Alles wat Bloom aanklaagt is het gevolg van cultuurrelativisme dat zijn filosofische en historische wortels zou hebben in Nietzsche. Dat wil echter niet zeggen dat Nietzsche in De gedachteloze generatie het zwarte schaap is. Het zijn de na hem komende Nietzscheanen die het door hem gediagnostiseerde nihilisme zijn gaan beschouwen als een feit in plaats van een tragische toestand na de dood van God. Bloom heeft de hoogste lof voor Nietzsche zelf, omdat hij de moed had om de toestand onder ogen te zien: ‘De werken van Nietzsche geven het prachtige beeld van een ziel van een mens die met reden creatief genoemd kan worden. Ze vormen de meest diepzinnige uitspraak over creativiteit van een man die een brandend verlangen had om het verschijnsel te begrijpen.’ Deze sympathiebetuiging moet beslist in al zijn nuances worden gezien, want de andere filosoof die in De gedachteloze generatie als Blooms grote model en voorbeeld voorkomt is Socrates, en dat was Nietzsches belangrijke tegenpool, ‘der Hanswurst’ zoals hij hem in het hoofdstuk ‘Das Poblem des Socrates’ (in Götzendämmerung) noemde, de theoretische, rationele mens die het dionysische en het instinct verdonkeremaande.
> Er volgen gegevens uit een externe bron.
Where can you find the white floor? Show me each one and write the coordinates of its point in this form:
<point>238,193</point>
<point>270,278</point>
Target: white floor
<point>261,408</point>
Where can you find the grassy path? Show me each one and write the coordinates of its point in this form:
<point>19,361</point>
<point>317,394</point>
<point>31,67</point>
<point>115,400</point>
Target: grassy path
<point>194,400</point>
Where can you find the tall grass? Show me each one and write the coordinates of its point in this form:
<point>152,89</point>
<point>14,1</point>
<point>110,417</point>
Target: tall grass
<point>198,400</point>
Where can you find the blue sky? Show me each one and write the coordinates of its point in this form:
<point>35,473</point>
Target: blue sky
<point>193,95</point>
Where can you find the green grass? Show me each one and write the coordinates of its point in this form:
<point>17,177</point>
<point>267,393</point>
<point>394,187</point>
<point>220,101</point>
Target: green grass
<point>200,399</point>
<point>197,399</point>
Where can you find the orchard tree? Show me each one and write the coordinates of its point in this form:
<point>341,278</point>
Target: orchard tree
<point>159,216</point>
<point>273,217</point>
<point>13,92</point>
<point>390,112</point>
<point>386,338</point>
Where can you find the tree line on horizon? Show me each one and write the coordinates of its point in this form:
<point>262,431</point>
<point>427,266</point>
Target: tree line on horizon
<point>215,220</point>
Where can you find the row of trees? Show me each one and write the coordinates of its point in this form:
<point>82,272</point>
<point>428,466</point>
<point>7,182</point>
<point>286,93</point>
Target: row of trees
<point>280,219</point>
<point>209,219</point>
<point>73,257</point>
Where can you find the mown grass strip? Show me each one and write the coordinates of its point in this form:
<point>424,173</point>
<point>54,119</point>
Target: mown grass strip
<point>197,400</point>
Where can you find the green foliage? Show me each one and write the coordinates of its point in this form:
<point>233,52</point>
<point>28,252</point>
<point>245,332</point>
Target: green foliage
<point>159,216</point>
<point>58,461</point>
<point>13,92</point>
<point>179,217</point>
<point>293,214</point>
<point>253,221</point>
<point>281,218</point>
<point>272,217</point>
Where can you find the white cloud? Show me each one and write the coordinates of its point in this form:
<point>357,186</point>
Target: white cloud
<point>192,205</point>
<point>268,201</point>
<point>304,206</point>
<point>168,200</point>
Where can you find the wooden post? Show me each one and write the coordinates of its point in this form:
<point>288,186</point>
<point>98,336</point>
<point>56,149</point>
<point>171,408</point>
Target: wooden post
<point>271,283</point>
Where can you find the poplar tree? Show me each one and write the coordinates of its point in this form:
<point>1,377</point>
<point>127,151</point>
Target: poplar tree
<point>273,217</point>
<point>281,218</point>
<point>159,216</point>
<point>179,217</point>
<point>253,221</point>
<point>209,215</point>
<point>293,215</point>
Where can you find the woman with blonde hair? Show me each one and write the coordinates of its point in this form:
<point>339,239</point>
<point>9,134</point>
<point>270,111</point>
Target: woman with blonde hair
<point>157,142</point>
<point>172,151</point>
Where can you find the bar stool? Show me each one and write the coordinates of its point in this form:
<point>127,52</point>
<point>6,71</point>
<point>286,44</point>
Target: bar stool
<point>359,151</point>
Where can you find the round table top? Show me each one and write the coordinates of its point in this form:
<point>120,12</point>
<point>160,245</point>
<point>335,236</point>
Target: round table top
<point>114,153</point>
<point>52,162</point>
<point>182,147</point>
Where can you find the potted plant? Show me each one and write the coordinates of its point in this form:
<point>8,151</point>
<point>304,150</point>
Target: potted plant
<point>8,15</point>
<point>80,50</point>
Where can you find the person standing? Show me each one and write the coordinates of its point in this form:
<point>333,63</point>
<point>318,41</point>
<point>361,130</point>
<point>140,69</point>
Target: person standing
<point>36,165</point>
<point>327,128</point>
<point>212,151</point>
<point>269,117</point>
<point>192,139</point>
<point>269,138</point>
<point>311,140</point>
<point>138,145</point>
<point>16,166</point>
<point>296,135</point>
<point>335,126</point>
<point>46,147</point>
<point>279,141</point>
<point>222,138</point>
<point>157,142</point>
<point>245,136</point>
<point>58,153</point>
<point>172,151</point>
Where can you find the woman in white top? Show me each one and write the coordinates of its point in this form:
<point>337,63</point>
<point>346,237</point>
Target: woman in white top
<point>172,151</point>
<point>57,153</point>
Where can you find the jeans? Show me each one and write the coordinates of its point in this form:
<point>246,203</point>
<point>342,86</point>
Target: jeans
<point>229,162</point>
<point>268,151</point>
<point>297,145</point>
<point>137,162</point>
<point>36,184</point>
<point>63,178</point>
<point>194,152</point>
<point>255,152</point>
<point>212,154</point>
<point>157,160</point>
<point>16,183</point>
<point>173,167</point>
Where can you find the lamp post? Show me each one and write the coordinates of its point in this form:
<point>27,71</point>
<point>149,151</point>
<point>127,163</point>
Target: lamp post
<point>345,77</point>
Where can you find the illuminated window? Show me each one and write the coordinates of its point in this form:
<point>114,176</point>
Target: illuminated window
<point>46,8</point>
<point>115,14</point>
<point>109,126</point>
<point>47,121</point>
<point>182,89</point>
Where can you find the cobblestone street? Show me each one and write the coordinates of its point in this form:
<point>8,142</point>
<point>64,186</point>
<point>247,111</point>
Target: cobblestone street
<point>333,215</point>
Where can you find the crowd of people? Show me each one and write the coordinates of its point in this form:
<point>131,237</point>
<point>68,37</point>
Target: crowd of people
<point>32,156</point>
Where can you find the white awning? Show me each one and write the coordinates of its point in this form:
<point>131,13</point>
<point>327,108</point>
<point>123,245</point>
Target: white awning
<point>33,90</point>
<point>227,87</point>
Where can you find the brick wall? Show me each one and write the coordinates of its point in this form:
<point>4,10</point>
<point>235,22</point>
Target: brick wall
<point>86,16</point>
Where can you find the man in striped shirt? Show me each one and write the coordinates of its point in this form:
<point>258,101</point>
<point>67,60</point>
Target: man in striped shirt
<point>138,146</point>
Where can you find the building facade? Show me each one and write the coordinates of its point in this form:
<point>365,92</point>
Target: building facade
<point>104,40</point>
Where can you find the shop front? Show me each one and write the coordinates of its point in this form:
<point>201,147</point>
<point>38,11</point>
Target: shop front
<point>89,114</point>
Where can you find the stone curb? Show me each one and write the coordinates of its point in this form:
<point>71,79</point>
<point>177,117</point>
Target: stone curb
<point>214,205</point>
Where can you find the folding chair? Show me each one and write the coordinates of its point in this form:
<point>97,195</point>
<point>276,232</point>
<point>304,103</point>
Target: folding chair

Opmerkelijk is dat Bloom Socrates nergens citeert, maar hem uitsluitend aanroept als ‘model voor het filosofische leven’, iemand die ‘steeds vragen stelt en de gevestigde opinies weerlegt’. Nietzsche wordt evenmin geciteerd, maar zijn gedachtengoed wordt tenminste aan de orde gesteld voor zover Bloom het nodig heeft voor zijn bestrijding van de door hem gesignaleerde uitwassen. Nietzsche was de nihilist die met zijn denken voor de afgrond stond; tegenwoordig heerst er een nihilisme-Amerikaanse-stijl zonder de spanning die hoort bij het kijken in de afgrond. Die spanning veroorzaakt de ernst van het denken en de mogelijkheid het nihilisme te
overwinnen. Het nihilisme-Amerikaanse-stijl is slechts een ‘humeur’.